Sur les terres arides du post-rock, la graine de Shipping News, plantée en 1996, est devenue une formation florissante dans la lignée de Shellac, Tortoise, Explosion In The Sky. Il faut dire que le groupe totalise, en 10 années d’existence et de tournées, quatre albums dont une poignée de EPs rassemblés dans le double et très remarqué « Three-Four », paru en 2003. Une performance à saluer bien bas quand on sait que les membres du groupe officient en même temps au sein de formations aussi prestigieuses que Rodan, June of 44 ou Rachel’s. Alors, une grande famille Shipping News ? Mieux la quintessence d’une petite communauté indépendante obéissant à ses propres canons esthétiques.

Pour ce quatrième album, Jason Noble a battu le rappel et a recruté au passage le bassiste Todd Cook (ex-Slint) qui imprime d’emblée sa patte sonore.

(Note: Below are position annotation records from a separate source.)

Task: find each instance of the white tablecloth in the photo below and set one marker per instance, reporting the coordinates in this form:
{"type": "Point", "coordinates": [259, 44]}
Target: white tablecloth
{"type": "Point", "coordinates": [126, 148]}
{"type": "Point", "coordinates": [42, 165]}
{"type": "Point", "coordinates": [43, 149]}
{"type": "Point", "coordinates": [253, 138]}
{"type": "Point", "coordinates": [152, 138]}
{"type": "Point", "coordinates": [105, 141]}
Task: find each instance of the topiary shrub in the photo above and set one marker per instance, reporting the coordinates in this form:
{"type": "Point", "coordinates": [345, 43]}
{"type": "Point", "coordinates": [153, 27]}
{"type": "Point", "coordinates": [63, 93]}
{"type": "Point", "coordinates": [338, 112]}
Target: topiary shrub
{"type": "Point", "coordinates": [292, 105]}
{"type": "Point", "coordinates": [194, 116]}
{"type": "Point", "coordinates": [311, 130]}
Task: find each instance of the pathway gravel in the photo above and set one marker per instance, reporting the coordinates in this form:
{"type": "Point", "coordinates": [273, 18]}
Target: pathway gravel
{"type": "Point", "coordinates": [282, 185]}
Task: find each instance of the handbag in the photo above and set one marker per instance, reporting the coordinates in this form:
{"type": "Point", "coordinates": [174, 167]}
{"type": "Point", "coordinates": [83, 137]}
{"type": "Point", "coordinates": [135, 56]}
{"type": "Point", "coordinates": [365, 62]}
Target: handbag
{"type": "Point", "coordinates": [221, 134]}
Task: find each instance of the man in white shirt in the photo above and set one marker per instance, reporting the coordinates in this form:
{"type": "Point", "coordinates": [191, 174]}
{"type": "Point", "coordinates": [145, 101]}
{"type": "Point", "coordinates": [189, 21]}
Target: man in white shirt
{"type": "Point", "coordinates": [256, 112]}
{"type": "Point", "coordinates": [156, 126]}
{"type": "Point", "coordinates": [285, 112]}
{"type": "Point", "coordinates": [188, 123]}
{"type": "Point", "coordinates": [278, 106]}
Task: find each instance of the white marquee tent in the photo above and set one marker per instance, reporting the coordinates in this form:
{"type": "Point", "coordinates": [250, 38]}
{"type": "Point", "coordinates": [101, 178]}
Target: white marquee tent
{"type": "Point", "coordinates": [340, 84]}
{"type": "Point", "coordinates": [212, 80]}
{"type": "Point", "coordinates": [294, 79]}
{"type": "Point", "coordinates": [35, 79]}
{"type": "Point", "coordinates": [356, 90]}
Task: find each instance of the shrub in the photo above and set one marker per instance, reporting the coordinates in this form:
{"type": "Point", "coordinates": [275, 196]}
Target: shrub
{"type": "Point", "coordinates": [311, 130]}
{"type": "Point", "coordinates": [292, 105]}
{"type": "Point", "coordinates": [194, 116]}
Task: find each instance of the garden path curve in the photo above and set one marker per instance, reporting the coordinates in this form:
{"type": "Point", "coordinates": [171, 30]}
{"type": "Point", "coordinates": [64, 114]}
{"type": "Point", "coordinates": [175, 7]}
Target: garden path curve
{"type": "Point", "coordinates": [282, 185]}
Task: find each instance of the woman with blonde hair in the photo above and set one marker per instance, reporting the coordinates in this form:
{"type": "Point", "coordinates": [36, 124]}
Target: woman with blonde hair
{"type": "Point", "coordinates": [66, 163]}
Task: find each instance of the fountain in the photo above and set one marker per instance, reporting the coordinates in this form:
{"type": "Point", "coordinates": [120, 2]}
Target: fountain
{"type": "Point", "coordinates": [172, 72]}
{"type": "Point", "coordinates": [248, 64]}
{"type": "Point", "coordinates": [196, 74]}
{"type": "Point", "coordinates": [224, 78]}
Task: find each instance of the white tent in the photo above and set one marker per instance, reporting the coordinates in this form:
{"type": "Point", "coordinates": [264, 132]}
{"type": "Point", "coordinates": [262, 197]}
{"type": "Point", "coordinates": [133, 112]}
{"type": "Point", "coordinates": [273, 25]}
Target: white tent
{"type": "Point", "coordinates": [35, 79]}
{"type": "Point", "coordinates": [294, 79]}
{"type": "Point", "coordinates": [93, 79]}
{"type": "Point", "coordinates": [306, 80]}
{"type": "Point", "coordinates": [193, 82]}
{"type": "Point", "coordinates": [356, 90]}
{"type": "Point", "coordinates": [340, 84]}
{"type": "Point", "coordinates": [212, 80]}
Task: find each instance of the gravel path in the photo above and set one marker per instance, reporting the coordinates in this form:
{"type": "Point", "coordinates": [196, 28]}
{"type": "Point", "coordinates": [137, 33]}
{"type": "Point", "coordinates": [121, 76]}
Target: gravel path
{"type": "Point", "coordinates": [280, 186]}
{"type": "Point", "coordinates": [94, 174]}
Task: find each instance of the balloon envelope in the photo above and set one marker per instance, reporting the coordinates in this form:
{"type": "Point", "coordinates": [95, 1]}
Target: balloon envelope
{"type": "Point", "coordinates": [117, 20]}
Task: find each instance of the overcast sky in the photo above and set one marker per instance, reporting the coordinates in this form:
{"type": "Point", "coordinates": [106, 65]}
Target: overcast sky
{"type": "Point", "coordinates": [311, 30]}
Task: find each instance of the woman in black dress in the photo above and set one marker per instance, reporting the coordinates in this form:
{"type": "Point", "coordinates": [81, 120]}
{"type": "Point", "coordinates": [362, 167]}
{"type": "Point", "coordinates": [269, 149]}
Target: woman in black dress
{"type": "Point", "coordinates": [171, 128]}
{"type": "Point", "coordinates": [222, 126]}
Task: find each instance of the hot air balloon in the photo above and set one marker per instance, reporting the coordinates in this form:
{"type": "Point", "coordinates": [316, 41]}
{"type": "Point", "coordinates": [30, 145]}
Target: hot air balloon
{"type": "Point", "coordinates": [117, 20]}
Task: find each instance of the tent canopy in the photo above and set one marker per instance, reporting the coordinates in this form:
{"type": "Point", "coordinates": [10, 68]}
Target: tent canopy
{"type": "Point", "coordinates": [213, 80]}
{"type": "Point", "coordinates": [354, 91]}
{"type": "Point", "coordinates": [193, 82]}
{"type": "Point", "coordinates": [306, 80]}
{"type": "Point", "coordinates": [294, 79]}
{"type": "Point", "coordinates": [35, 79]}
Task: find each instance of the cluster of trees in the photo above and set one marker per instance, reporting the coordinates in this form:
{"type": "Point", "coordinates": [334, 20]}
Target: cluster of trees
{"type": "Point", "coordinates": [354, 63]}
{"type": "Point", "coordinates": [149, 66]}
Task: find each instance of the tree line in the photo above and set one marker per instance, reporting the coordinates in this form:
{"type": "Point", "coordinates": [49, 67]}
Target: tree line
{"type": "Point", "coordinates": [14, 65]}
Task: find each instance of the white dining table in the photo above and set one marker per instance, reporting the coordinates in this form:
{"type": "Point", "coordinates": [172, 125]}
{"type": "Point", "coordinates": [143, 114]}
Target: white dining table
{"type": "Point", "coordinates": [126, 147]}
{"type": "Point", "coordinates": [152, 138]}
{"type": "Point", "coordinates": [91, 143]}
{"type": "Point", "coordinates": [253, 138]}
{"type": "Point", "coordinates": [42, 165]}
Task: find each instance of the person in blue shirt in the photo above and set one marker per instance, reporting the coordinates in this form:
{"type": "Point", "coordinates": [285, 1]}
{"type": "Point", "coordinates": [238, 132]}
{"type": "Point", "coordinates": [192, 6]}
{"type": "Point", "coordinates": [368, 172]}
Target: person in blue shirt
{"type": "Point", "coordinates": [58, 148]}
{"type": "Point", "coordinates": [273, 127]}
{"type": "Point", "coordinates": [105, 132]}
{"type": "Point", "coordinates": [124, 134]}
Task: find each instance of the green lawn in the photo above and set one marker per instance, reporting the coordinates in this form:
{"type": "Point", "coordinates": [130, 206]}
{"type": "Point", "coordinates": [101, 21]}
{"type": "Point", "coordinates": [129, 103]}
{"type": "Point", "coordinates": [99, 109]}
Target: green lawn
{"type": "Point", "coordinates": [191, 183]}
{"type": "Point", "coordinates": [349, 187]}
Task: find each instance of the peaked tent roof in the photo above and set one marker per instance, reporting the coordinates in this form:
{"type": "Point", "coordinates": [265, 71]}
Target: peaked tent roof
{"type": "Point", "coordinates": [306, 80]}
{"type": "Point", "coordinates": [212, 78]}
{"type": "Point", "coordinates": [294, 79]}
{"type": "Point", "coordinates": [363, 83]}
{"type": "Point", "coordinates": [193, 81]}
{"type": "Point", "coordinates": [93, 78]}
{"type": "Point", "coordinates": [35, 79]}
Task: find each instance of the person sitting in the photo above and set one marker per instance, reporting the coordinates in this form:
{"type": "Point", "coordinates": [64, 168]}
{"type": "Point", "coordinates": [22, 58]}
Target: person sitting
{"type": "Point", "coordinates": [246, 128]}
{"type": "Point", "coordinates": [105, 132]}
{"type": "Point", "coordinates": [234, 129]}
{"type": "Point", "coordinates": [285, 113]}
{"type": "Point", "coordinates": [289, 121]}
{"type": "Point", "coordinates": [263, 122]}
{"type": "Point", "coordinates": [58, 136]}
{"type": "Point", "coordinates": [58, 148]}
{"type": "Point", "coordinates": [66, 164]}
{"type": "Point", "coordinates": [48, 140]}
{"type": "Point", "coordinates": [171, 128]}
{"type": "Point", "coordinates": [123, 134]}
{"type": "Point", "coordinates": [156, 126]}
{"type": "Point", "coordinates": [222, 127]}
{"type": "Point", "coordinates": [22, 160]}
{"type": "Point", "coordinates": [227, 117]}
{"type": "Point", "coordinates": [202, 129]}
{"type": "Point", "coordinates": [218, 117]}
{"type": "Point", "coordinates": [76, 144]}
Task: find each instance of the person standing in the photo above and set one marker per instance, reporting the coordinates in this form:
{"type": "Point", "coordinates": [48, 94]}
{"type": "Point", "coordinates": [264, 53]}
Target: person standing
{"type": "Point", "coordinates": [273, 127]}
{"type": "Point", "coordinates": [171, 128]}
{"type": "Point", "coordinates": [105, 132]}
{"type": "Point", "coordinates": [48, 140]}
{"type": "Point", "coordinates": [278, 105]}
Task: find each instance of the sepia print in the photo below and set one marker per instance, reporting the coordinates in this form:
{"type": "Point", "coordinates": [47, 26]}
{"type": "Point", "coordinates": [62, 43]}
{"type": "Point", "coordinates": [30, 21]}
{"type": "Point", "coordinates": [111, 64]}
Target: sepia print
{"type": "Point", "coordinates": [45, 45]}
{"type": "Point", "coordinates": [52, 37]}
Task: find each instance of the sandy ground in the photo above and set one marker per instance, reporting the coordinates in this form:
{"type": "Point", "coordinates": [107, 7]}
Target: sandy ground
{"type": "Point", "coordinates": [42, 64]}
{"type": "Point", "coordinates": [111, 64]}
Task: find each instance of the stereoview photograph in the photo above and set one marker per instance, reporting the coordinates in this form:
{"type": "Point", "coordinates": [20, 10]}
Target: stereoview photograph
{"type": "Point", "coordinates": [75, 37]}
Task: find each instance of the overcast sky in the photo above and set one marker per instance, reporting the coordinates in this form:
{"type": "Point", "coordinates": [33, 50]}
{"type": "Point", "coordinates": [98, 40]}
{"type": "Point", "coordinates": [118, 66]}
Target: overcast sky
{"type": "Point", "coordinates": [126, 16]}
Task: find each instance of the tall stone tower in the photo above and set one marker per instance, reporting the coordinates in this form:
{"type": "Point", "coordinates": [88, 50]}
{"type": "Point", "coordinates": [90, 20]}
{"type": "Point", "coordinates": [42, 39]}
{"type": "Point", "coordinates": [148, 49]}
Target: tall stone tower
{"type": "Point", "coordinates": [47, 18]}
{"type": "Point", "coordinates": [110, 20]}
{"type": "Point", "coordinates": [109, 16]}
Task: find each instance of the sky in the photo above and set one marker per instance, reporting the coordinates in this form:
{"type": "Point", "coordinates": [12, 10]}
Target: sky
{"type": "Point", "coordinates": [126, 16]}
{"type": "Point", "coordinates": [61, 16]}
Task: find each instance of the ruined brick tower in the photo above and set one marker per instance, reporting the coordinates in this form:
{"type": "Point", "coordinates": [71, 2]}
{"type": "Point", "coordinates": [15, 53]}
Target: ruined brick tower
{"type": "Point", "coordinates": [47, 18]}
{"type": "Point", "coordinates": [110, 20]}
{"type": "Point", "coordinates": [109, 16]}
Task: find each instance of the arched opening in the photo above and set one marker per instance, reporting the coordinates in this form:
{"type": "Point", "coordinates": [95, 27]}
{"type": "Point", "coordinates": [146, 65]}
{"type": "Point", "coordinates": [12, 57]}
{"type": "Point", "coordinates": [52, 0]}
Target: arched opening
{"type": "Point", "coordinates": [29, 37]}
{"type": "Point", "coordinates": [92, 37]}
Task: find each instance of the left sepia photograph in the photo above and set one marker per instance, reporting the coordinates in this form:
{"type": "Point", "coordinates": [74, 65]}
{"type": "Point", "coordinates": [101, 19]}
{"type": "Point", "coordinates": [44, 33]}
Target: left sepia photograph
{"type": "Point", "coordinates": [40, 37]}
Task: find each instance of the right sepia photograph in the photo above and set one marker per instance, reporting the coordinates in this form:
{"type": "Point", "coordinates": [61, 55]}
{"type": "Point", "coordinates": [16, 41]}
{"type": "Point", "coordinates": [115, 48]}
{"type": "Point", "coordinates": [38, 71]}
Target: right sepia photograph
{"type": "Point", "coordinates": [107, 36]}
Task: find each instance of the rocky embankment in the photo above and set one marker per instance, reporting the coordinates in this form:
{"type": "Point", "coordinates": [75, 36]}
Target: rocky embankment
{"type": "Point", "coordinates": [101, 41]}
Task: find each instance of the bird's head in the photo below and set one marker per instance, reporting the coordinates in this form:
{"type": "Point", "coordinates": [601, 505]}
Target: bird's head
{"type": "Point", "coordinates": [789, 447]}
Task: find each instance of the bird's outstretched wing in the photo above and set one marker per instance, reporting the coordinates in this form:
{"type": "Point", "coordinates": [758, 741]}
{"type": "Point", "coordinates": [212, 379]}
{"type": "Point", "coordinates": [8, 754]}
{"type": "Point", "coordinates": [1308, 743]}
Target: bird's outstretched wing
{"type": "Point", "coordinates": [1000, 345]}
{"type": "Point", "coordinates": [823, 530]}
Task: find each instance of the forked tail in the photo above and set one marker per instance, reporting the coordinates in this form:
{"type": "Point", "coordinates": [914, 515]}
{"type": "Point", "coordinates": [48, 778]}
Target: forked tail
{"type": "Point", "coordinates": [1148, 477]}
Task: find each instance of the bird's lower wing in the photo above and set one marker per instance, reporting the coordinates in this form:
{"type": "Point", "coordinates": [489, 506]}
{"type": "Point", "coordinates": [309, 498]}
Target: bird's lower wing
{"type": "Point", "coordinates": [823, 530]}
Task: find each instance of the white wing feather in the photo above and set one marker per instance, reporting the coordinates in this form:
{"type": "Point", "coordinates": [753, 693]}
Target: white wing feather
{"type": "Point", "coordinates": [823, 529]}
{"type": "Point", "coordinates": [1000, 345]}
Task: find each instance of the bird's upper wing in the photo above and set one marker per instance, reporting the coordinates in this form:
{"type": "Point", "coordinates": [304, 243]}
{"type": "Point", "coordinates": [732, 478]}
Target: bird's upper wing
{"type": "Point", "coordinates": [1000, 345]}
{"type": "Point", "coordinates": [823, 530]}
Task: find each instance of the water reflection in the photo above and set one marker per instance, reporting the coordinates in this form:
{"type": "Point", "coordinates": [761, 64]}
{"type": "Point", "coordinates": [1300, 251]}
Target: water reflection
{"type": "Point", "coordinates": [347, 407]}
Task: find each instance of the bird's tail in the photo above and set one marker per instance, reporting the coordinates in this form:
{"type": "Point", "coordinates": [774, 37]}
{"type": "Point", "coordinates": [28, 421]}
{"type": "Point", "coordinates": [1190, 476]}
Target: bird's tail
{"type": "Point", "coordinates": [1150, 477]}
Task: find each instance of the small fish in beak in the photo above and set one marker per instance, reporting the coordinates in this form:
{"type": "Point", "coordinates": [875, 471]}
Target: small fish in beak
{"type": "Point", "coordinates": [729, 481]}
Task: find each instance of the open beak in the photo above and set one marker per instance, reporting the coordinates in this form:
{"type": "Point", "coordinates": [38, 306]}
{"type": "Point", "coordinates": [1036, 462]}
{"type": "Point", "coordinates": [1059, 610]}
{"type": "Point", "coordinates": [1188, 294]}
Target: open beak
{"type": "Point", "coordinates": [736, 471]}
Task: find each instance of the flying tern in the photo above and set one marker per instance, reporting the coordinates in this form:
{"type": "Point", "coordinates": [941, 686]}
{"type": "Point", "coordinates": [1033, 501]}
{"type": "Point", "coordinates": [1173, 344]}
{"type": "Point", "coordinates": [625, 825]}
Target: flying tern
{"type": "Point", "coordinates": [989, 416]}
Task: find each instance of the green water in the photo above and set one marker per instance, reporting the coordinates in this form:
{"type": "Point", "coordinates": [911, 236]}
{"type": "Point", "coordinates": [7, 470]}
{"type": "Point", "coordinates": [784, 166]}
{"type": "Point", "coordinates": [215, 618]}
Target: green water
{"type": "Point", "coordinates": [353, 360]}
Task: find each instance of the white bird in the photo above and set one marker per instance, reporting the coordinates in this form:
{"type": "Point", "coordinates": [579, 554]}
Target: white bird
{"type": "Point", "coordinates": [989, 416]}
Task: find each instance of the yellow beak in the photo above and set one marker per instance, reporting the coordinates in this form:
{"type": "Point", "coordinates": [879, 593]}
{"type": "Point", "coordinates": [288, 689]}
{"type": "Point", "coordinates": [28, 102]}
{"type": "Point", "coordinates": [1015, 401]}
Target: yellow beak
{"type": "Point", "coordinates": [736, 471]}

Ont répondu présents les fidèles Jeff Mueller et Kyle Crabtree, ancien batteur intérimaire, fraîchement adoubé par ses pairs. Pour le quatuor, l’heure est à la simplicité d’un rock électrique lourd comme une enclume, épais comme la fumée qui sort d’un carter bouché. Les musiciens ont privilégié le dialogue entre leurs instruments et la composition collective, jouant aux chaises musicales quand l’envie leur prenait de se prêter les guitares et le micro. (Le batteur chante et joue de la guitare sur « Untitled w/Drums », le bassiste scande le titre « The Human Face »).

Résultat, Flies the Fields possède un son brut et implacable qui tranche avec les fioritures du précédent LP. Un disque au climat étouffant aussi, servi par une basse monolithique, des arpèges de guitares tissant des toiles d’araignée géantes, une batterie convulsive comme un coeur malade et un chant mutant qui s’amuse avec nos nerfs (« Morays or Demon »). Les titres, construits en lents crescendos retiennent leur souffle tant bien que mal, nous promènent sur la corde raide quant ce n’est pas pour éclater en un déluge sonore incontrôlable. Plages instrumentales et parties chantées se disputent la politesse à l’image de la superbe intro « Axons and Dendrites » ou de « Louven », titres pas si éloignés des longs développements de Migala, moins le côté planant.

Malgré la claustrophobie ambiante, Flies The Fields parvient comme par enchantement à s’échapper de son carcan pour nous offrir un bout de ciel. Mais, oh surprise, il ne s’agit que d’horizons dévastés figés dans la mélancolie et la crainte du prochain assaut. Ce mince espoir suffit à rendre la musique supportable et, oserais-je l’avouer, pleine de grâce sous sa noirceur. Pour l’apprécier, mieux vaut encore y foncer tête baissée, accepter de se cogner aux coins anguleux des riffs et de se faire malmener par les roulements de tambours. La traversé du corridor est longue et mouvementée mais elle vaut tous les sacrifices puisqu’au bout brille l’éclat de « Papers Lanterns », un Graal de 8 minutes 40 en forme d’apothéose qui n’est autre que la reprise d’un titre déjà présent sur Three-Four.

Après 43 minutes d’apnée à peine entrecoupée de petites goulées d’oxygène, certains ressortiront franchement essoufflés et d’autres, comme moi, n’auront qu’une idée en tête : plonger de nouveau dans ces abysses vertigineux à la beauté étrange. Un disque obsédant, vous disais-je.